Most importantly, Cobb said, he is a junior at the University of Florida’s School of Architecture and will graduate with his Bachelor of Design in May 2017.
“I’ve been around the world, but most of the places that I’ve seen weren’t the best places,” he said. The Gainesville native has served in Israel, Korea, Iraq, Afghanistan, Qatar, Kuwait and the United Arab Emirates. “I’ve always come back to Gainesville. Always.”
When his GI benefits were extended after 9/11, Cobb took the first chance he could to build on his education at UF in the summer of 2014 — all while employed and enjoying a 17-year marriage to his wife and time with his two sons, daughter and five-year-old grandson.
Despite overwhelming responsibilities, Cobb and about 800 veterans and 200 active-duty military personnel enrolled as students at UF this semester aren’t on their own.
UF was named a 2016 Military Friendly School Thursday after participating in a school-wide survey and selection process instituted by Victory Media, an organization known for publishing resources for veterans such as G.I. Jobs.
The survey, which was sent out to more than 10,000 universities, colleges and trade schools nationwide, assesses resources and policies directed at actively serving or veteran students.
Institutions are evaluated on categories including academic credibility, support on campus, admission, graduation and retention rates, tuition assistance and total number of veterans attending, according to Military Friendly’s methodology webpage.
This is the first time that UF has participated in the survey and has been designated as Military Friendly, said UF spokesman Steve Orlando. UF is among 68 schools in Florida that were selected for the distinction.
The Military Friendly survey was an opportunity to let veterans know about key resources, Orlando said. It was not in response to incidents involving former Zeta Beta Tau fraternity members in April, he said.
Alan Ferry, the 28-year-old president of the UF Collegiate Veterans Society, is in his fourth year as an aerospace engineering undergraduate. He said attending UF was always in his plans after leaving the Air Force.
“They gave you a list of vet-friendly schools. I opened it up, flipped to Florida and saw that UF wasn’t on the list,” said Ferry, describing the day when the military explained his benefits and the GI Bill to him. “We’re a very visible school, especially compared with others in the state. For us to not be on that list was glaring. Our programs are great, no doubt, but being not vet-friendly could scare people off.”
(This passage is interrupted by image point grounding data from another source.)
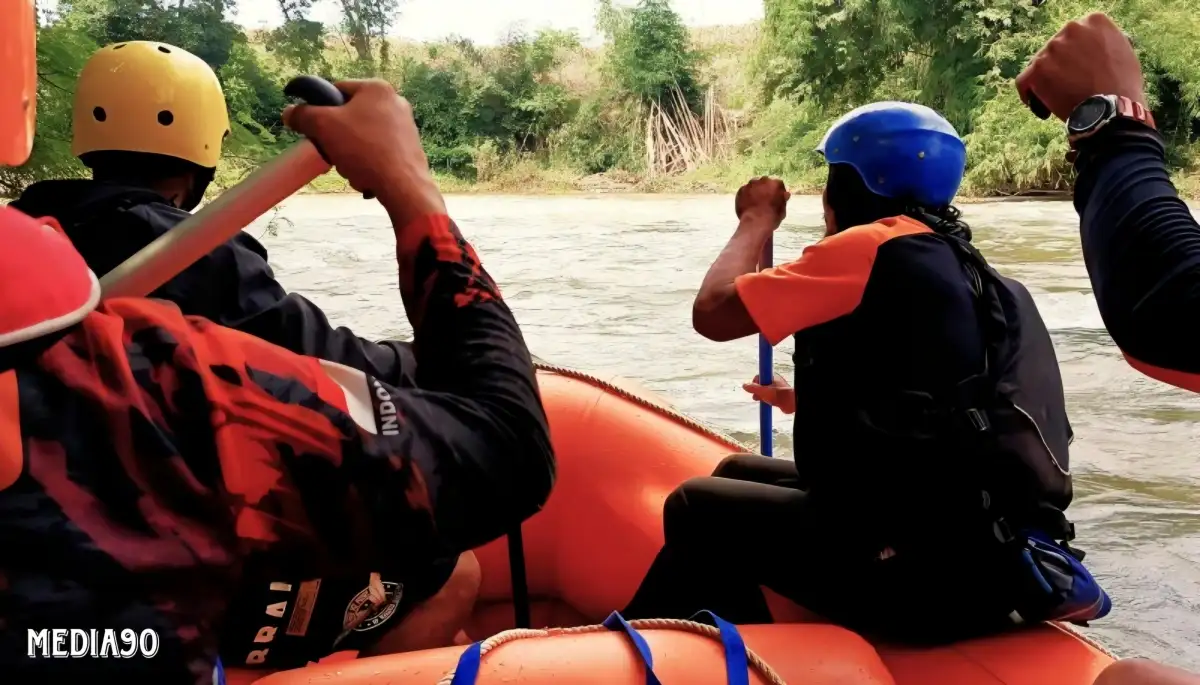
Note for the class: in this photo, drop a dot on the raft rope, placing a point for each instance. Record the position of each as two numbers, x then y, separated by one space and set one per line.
1087 640
499 638
712 433
646 403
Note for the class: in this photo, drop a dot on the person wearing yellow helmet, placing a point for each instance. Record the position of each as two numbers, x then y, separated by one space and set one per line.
153 462
149 119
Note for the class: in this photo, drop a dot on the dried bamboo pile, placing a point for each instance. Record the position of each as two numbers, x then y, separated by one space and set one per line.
678 139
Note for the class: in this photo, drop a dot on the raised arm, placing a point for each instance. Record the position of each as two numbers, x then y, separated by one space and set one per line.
1141 244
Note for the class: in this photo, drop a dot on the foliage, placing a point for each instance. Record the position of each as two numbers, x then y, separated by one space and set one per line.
959 56
651 52
540 106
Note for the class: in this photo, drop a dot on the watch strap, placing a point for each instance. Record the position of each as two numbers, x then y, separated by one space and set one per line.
1135 110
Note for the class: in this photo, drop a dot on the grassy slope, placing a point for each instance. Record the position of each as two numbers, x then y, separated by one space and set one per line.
729 53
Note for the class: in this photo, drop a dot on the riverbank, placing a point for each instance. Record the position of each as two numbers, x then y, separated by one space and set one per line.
533 180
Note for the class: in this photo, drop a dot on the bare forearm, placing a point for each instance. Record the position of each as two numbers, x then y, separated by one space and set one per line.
718 313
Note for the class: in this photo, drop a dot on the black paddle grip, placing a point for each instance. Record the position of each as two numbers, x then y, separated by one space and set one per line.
317 91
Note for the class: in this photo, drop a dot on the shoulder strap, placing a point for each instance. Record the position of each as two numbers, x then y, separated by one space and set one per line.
12 454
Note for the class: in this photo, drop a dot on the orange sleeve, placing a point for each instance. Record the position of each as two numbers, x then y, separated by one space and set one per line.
825 283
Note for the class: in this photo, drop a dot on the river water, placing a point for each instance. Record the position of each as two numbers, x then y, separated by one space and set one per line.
605 284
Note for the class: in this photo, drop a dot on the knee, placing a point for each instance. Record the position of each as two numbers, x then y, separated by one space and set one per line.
1144 672
462 587
678 518
732 467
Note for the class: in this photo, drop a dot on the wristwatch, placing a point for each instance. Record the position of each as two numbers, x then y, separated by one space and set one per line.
1098 110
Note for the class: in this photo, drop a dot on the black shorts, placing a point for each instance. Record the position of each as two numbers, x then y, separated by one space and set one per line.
286 624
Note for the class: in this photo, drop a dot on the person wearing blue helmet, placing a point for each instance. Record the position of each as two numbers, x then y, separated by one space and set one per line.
927 499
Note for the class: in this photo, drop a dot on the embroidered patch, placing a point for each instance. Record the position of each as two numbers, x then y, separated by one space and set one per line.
367 613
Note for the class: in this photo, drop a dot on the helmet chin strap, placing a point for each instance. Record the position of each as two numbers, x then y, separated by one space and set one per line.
201 181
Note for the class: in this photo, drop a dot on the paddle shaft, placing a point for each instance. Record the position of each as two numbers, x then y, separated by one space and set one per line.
766 371
233 210
215 222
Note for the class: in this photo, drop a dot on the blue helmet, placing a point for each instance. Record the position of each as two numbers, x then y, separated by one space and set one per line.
901 150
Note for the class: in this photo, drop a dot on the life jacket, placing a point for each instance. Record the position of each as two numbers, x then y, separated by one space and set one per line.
48 288
982 464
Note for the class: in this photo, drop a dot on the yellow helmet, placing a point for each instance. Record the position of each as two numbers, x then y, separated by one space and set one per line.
142 96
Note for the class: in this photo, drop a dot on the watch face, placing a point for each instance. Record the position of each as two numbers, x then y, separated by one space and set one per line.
1090 113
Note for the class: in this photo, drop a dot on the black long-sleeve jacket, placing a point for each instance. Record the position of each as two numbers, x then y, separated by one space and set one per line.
1141 246
233 286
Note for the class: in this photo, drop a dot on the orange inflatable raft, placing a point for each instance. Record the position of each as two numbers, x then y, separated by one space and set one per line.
619 455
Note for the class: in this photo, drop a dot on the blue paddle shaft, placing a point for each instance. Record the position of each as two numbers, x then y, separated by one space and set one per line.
766 371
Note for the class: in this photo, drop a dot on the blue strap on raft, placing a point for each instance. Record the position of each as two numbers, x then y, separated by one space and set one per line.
766 371
737 665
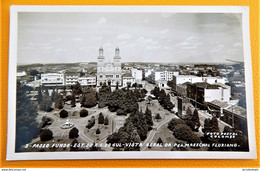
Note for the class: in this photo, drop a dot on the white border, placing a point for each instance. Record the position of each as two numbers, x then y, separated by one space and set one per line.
11 155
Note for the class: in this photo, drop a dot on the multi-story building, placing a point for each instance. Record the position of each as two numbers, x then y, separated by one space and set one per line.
109 72
205 92
52 79
180 79
137 74
128 79
71 78
87 80
165 75
148 71
212 80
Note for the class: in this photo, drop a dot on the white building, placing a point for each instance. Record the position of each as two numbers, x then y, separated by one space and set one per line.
87 81
213 80
126 80
221 93
107 71
71 78
20 74
162 84
52 79
165 75
137 74
148 72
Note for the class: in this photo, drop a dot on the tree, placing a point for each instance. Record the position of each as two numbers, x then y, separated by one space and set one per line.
148 118
168 103
73 101
46 135
74 133
120 112
39 97
59 103
54 95
214 124
106 121
34 72
98 131
26 113
46 104
83 113
100 118
117 85
104 94
196 120
64 114
189 111
158 116
184 132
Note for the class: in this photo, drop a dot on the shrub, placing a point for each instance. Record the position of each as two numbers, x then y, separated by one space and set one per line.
174 122
74 133
184 132
46 135
121 112
83 113
64 114
158 116
106 122
98 131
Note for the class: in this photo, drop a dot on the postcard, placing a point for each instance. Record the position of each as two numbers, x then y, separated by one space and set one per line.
130 82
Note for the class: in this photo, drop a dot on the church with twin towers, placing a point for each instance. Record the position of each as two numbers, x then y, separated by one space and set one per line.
109 71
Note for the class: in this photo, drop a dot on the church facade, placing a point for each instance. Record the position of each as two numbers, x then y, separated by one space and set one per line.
109 71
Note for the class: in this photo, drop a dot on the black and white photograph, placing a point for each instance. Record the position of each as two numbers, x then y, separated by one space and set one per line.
119 82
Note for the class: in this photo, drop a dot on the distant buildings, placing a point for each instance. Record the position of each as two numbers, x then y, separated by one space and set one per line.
137 74
128 79
71 78
180 79
204 92
52 79
107 71
165 75
87 81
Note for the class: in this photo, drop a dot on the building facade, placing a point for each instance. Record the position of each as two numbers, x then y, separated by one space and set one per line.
71 78
204 92
87 81
137 74
128 80
109 72
165 75
52 79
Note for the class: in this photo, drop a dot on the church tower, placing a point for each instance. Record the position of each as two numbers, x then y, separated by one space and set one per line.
117 58
101 58
100 67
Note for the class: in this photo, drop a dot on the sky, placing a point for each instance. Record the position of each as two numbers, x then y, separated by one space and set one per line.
49 37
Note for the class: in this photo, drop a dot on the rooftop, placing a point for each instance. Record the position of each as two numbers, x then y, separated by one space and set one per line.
186 76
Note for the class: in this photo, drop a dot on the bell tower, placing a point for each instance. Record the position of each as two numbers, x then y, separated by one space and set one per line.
117 58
After serving in the Marine Corps and attending Santa Fe College in 2006, Randall Martin noticed the growth of resources for veterans in his undergraduate studies at UF.
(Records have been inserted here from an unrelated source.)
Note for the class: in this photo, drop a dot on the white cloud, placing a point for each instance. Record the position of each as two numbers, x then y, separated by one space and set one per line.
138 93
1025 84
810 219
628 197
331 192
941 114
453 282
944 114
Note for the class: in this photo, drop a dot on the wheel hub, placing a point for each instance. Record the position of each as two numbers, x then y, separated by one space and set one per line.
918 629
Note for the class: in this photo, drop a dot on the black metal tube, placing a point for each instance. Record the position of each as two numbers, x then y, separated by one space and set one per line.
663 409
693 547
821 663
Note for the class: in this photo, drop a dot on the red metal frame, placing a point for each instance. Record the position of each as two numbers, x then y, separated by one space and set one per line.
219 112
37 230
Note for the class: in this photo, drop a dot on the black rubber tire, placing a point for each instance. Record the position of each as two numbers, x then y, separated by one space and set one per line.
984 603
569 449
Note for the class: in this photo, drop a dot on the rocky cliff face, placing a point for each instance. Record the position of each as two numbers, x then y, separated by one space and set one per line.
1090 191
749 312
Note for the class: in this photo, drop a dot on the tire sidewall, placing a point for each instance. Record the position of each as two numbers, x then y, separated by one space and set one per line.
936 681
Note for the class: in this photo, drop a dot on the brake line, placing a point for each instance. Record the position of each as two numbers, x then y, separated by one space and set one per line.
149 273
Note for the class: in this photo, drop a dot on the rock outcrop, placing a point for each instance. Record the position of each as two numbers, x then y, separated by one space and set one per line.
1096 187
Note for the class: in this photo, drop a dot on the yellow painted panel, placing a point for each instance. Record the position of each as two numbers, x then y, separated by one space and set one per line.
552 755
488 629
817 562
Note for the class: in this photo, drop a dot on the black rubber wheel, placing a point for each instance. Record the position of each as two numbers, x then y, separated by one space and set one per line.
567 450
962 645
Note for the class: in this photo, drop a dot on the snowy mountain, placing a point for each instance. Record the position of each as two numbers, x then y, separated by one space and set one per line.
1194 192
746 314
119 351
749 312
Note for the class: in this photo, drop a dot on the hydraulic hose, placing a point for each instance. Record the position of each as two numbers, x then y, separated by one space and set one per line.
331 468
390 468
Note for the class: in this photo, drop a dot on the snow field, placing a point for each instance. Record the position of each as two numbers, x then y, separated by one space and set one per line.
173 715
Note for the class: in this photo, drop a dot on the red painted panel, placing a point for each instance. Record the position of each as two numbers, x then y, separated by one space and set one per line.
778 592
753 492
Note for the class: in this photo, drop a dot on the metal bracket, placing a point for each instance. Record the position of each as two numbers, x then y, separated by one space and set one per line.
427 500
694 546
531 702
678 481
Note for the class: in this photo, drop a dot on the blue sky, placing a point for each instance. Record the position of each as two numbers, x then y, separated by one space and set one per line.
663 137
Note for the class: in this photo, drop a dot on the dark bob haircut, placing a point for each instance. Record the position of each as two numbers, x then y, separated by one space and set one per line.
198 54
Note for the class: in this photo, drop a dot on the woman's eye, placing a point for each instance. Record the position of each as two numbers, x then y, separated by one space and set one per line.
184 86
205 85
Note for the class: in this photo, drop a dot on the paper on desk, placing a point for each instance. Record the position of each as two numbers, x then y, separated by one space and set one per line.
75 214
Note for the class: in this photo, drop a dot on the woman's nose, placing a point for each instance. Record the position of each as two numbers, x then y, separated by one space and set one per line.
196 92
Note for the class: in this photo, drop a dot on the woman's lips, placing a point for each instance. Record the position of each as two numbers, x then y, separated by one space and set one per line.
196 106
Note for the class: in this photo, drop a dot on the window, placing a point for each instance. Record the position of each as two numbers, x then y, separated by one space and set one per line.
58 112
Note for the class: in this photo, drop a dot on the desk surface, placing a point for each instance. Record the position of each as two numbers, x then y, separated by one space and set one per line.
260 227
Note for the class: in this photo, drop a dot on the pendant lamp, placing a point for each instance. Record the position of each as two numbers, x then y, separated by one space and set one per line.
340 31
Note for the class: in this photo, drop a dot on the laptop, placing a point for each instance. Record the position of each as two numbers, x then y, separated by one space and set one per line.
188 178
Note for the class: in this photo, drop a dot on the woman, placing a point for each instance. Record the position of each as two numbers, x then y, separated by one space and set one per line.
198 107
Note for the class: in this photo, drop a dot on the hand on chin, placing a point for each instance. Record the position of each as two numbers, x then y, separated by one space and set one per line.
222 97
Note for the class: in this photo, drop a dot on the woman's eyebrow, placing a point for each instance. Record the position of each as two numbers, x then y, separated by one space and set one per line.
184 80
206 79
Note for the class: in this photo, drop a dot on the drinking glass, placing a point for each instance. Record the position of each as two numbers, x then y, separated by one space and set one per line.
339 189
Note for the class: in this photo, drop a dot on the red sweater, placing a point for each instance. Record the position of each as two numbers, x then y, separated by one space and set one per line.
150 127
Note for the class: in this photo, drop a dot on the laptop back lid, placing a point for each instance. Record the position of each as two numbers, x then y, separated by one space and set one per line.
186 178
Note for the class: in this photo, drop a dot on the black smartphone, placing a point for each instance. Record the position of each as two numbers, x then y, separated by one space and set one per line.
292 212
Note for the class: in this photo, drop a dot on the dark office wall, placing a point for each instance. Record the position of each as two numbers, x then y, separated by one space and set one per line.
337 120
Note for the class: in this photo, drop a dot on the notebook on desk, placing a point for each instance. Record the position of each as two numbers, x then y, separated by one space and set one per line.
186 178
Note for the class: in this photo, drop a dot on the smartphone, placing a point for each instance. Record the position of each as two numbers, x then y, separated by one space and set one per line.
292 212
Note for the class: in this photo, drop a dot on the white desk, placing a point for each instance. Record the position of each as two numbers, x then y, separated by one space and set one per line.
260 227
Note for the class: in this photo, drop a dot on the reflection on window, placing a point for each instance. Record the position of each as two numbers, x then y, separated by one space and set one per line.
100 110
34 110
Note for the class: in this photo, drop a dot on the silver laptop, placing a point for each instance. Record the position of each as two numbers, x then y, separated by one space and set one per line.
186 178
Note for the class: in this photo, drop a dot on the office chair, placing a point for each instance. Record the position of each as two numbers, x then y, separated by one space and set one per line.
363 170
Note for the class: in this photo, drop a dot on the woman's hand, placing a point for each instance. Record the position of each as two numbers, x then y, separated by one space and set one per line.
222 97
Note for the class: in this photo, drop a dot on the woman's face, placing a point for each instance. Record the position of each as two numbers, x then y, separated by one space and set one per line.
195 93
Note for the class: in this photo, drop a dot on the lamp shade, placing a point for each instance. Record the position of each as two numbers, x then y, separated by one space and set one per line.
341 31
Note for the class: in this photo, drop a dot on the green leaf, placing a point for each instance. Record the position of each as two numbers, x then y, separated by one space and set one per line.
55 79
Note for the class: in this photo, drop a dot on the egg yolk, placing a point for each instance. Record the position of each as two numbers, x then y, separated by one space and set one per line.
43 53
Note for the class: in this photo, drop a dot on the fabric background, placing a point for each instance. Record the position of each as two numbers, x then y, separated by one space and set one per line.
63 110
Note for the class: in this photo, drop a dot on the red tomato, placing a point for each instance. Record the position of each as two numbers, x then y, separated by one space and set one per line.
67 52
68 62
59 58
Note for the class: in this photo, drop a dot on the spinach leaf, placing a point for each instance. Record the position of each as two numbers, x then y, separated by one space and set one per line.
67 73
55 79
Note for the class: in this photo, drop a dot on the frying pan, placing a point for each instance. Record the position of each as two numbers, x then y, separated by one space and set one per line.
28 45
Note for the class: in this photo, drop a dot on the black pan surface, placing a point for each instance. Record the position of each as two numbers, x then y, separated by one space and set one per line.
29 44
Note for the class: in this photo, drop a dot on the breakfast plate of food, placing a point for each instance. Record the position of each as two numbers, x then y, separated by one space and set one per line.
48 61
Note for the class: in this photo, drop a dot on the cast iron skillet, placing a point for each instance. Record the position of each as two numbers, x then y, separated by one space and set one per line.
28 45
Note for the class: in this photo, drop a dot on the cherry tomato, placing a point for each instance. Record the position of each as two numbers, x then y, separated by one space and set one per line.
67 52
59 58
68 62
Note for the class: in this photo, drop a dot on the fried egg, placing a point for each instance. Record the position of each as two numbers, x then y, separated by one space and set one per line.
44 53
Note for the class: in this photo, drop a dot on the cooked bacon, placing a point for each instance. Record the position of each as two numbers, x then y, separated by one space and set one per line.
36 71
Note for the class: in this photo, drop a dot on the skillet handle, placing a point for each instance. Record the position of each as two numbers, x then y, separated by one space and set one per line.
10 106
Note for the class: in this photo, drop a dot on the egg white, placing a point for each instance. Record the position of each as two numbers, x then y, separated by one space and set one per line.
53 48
It wasn’t until he returned to UF as a master’s student in the soil and water science department that the 31-year-old recognized the needs of student veterans and got involved as the treasurer of the Collegiate Veterans Society.
“We’re coming here as juniors or seniors, which is different from everyone else who might come to the university for the first time,” he said. “There’s only two years here for these students and before now, there wasn’t any centralized meeting place. It definitely changed how we do business.”
While the Collegiate Veterans Society has been active since 2006, Ferry and Martin believe UF has been able to earn the Military Friendly designation because of recent collaboration.
Five years ago, Ferry said, the Veterans Success Center didn’t exist. Both Ferry and Martin praised VetSuccess counselor Charlotte Kemper for personalizing veteran resources and helping veterans with individual problems.
“Looking for a place to go? We have the Center. Someone to help you? We have Charlotte and the society and the affairs office,” Martin said. “Large projects, such as the center, and even smaller projects just require someone to say something, and it gets done now.”
Cobb said he believes that veteran resources bring
s much-needed relief in financial affairs, monitoring disabilities and overall training to help veterans and those actively serving.
Cobb hopes the Military Friendly designation will inspire further growth.
“Veterans are a peculiar bunch that see any kind of outside help as a weakness, and warriors don’t want to show any weakness,” he said. “It takes a keen eye and ear to listen and see when someone needs help.”